Кадр из фильма «Берегись, змеи!» (1979), режиссер Загид Сабитов, по сценарию Андрея Тарковского (?)

Но на самом деле Тарковский не был столь принципиальным противником сюжетного кино. Ведь он участвовал в создании целого ряда весьма средних приключенческих картин, от «Один шанс из тысячи» и «Конец атамана» до «Берегись, змеи!». В архиве «Мосфильма» сохранились списки картин, которые Тарковский запрашивал из Госфильмофонда, чтобы показать своей творческой команде на съемках трех фильмов:

«Андрей Рублёв»

«Золотой век» (Л. Бунюэль, 1930)

«400 ударов» (Ф. Трюффо, 1959)

«Трудная жизнь» (Д. Риз, 1961)

«Вакантное место» (Э. Олми, 1961)

«Фидель Кастро в Москве» (Р. Кармен (?) 1963/1964 (?))[180].

«Солярис»

«Рождённые неприкаянными» (Т. Лофлин, 1967)

«Бонни и Клайд» (А. Пенн, 1967)

«Десятая черта» (Э. Петри, 1965)

«Казанова-70» (М. Моничелли, 1970)

«Погоня» (А. Пенн, 1966)

«Моя сестра, моя любовь» (В. Сьеман, 1966)[181]

«Зеркало»

«Из России с любовью» (Т. Янг, 1963)

«Голдфингер» (Г. Гамильтон, 1964)

«Хороший, плохой, злой» (С. Леоне, 1966)

«Несколько долларов больше» (С. Леоне, 1965)

«Однажды на Диком Западе» (С. Леоне, 1967)

«Рим» (Ф. Феллини, 1972)

«8 1/2» (Ф. Феллини, 1963)

«Маддалена, ноль за поведение» (В. Де Сика, 1940)[182]

В этих списках нас вряд ли удивит преобладание итальянского неореализма, но что мы можем сказать, например, об интересе к Джеймсу Бонду и Серджо Леоне в связи с «Зеркалом»? Скорее всего, эти фильмы были заказаны лишь для того, чтобы развлечь творческий коллектив. Тем не менее эти списки напоминают нам о том, что Тарковский был в первую очередь художником кино, а не религиозным учителем, и о том, что даже если его фильмы задумывались вне привычных концепций кинорассказа и киножанра, то они всегда были предназначены для показа на тех же экранах, что и всякое другое кино, а не в каком-то отдельном храме высокого искусства.

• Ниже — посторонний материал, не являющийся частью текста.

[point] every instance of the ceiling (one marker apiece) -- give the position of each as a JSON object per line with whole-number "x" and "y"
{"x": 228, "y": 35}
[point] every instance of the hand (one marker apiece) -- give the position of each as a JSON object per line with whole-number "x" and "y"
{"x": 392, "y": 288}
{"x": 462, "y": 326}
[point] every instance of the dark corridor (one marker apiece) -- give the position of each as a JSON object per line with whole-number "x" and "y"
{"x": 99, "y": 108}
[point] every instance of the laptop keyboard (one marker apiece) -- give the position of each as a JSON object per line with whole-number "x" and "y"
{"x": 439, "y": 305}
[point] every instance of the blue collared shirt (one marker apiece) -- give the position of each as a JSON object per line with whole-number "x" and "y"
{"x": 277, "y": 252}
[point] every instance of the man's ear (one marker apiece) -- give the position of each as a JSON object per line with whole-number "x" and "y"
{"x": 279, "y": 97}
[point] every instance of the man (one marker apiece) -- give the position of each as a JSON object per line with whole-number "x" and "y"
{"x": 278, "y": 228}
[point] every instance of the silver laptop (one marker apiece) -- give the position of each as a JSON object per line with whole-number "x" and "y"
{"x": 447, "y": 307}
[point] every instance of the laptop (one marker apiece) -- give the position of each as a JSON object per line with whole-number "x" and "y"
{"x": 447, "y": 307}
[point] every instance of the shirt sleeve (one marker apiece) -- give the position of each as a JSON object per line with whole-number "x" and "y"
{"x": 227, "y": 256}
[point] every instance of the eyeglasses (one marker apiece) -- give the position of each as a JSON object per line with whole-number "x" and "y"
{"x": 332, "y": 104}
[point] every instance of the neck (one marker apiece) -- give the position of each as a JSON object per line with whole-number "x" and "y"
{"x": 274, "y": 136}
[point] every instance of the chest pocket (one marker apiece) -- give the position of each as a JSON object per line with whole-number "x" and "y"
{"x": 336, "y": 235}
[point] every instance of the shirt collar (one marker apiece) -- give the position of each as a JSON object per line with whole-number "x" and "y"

В советском жанровом кино Тарковскому больше всего претила не его сюжетность, а отсутствие профессионализма и низкое качество производства: «Возникло какое-то огромное количество штампов, какой-то условный язык, эсперанто. Мы занимаемся тем, что рассказываем какие-то истории, исторьетки старым языком, не свойственным нам самим, повторяем друг друга и ничего никому дать не можем. Ну, это может привлечь определенную публику, прокат на этом заработать может. А в принципе, кинематограф еще по существу серьезно не тронут»[183]. Во время борьбы за «Зеркало» на «Мосфильме» Тарковский заявил: «Родился миф о моей непонятности. Недоступности. Но единственная картина на студии за этот год, о которой можно говорить серьезно, – это “Калина красная”. А в остальных, с точки зрения искусства, с точки зрения здравого смысла, – совершенно ничего не понятно»[184]. (Напомню, помимо «Калины красной» и «Зеркала» в 1974 году «Мосфильм» выпустил такие фильмы, как «Романс о влюблённых» Андрея Кончаловского, «Свой среди чужих, чужой среди своих» Никиты Михалкова и «Агония» Элема Климова.)